The Introvert and the World Wide Web

Perhaps this topic has been analyzed to death, but when I was getting acquainted with the Internet about 10 years ago, people didn’t talk much about the social effects. I am not going to go into pornography or anything like that; this is more about social skills and emotional intimacy.

I’ve come full-circle with some of the features of online socializing, and wanted to share some of my impressions.

For a shy person, the Internet was a life-changer. It felt like it leveled the playing field where before we would have had no chance mixing and mingling with a variety of people; getting past that first “hello;” jumping into a conversation amid the extroverts and loud talkers. read more/-

There were many opportunities that it added to my social life:

1)    Ease in initiating conversations

-who wants to make the first move? Not me! I don't even know where to start! What if the other person is busy, uninterested, etc? Don't even get me started about making phone calls. But online...shoot out a quick IM or email, and you can strike up a conversation pretty easily.

2)  Greater boldness in expressing myself

-the inhibitions were suddenly gone. I could joke, flirt, and make quick come-backs, as well as get into a variety of deep discussions which could last for hours. Somehow it didn’t tire me as much as social events in “reality” where I could only last an hour or two. The “real” me?
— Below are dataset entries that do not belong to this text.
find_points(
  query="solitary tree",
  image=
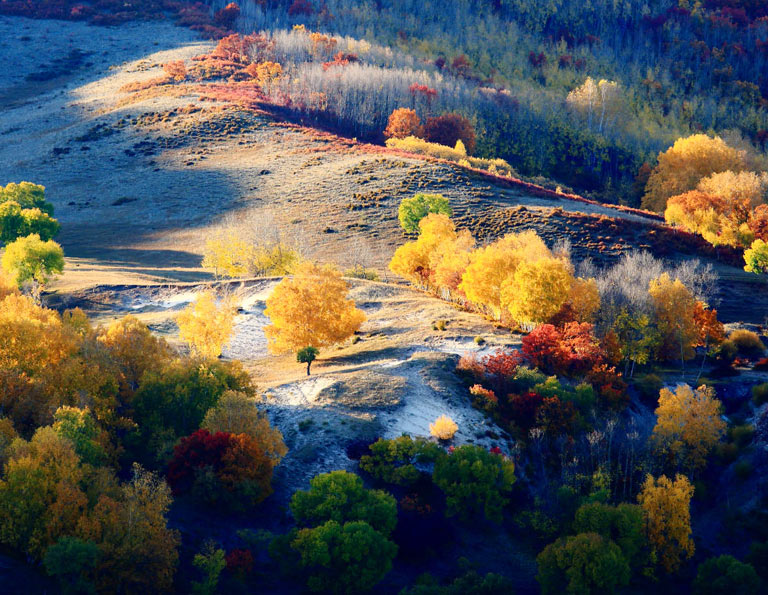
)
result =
(31, 260)
(310, 309)
(413, 210)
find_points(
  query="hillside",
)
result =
(178, 167)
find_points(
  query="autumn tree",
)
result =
(475, 480)
(688, 425)
(756, 257)
(674, 315)
(450, 128)
(403, 122)
(236, 413)
(413, 210)
(310, 308)
(31, 260)
(438, 258)
(685, 164)
(207, 326)
(667, 507)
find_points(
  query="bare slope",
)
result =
(140, 182)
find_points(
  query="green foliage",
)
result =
(29, 259)
(341, 497)
(413, 210)
(393, 461)
(725, 575)
(72, 562)
(474, 480)
(79, 427)
(584, 563)
(470, 583)
(623, 524)
(347, 558)
(172, 402)
(210, 562)
(27, 196)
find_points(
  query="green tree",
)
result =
(341, 496)
(72, 562)
(475, 480)
(31, 260)
(210, 562)
(583, 564)
(393, 460)
(756, 257)
(725, 575)
(16, 222)
(347, 558)
(413, 210)
(79, 427)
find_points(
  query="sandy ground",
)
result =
(397, 377)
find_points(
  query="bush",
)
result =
(760, 394)
(222, 468)
(443, 428)
(747, 343)
(341, 497)
(475, 480)
(725, 575)
(393, 461)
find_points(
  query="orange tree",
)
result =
(310, 309)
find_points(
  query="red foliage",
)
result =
(524, 409)
(201, 449)
(240, 562)
(570, 351)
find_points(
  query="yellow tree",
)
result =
(675, 307)
(688, 425)
(667, 508)
(310, 309)
(537, 290)
(207, 326)
(682, 167)
(490, 266)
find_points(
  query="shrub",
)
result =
(725, 575)
(747, 343)
(760, 394)
(448, 129)
(393, 461)
(341, 497)
(231, 469)
(474, 480)
(443, 428)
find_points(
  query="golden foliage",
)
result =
(537, 289)
(667, 508)
(688, 424)
(207, 326)
(443, 428)
(310, 308)
(682, 167)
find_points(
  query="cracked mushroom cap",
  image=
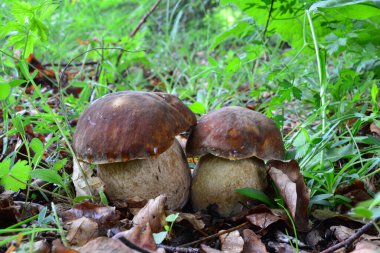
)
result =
(235, 133)
(130, 125)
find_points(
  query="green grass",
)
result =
(322, 77)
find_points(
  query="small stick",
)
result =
(215, 235)
(346, 243)
(178, 249)
(143, 19)
(137, 28)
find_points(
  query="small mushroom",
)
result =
(232, 142)
(130, 136)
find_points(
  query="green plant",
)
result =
(160, 237)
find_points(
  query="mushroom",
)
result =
(232, 142)
(130, 137)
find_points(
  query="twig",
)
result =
(133, 245)
(346, 243)
(71, 64)
(215, 235)
(143, 19)
(178, 249)
(137, 28)
(269, 16)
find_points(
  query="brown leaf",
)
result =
(207, 249)
(106, 217)
(152, 213)
(81, 230)
(232, 242)
(59, 248)
(141, 236)
(287, 177)
(252, 243)
(263, 220)
(104, 244)
(375, 130)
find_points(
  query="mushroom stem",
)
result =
(148, 178)
(216, 179)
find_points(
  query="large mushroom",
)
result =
(130, 137)
(232, 142)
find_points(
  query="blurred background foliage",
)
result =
(313, 66)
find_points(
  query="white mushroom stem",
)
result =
(216, 179)
(167, 174)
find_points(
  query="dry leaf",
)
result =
(252, 243)
(104, 244)
(152, 213)
(232, 242)
(290, 182)
(263, 220)
(141, 236)
(81, 230)
(95, 183)
(207, 249)
(59, 248)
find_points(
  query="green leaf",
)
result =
(362, 212)
(197, 107)
(160, 237)
(359, 9)
(37, 146)
(256, 194)
(15, 83)
(374, 93)
(172, 217)
(50, 176)
(233, 65)
(20, 171)
(59, 164)
(5, 90)
(4, 167)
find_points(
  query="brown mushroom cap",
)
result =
(235, 133)
(130, 125)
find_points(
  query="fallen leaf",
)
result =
(208, 249)
(284, 248)
(104, 244)
(263, 220)
(287, 177)
(252, 243)
(232, 242)
(341, 233)
(105, 217)
(81, 230)
(59, 248)
(153, 213)
(41, 247)
(141, 236)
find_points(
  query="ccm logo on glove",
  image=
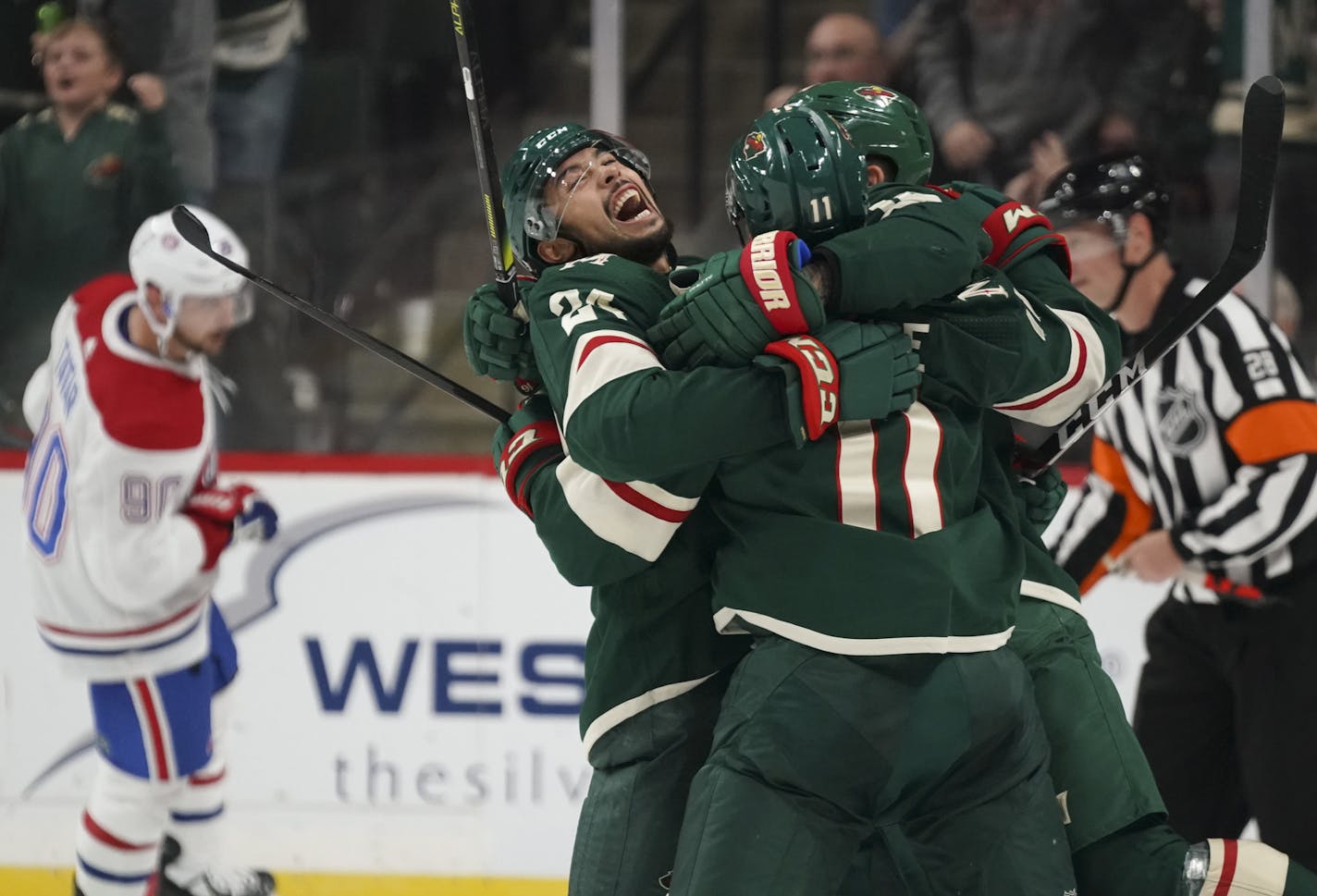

3)  More frequent contact between meetings

-who wants to wait until Sunday for the next youth group meeting? Or until third period on Monday?  It could take the whole meeting for me to warm up and then it would be time to go home. But with the Internet I could just hop on for a few minutes and check in with everyone. I could find out information and make social plans quickly.

-instant attention: In times when I wanted to talk to someone, I didn't need to wait until someone was free to lend a listening ear. Someone was sure to be online...

4) More contact with people who are far away

-how else could I stay in contact with those friends I met at a conference; the relatives on another continent; the friends allll the way down the hall of my dormitory? :)

5) Time to think (e-mail)

-while chatting required answering quickly, I could easily stall and avoid an awkward question. Emails, meanwhile, could be answered at my own convenience, when I had had the time to consider everything very carefully and create the best possible response.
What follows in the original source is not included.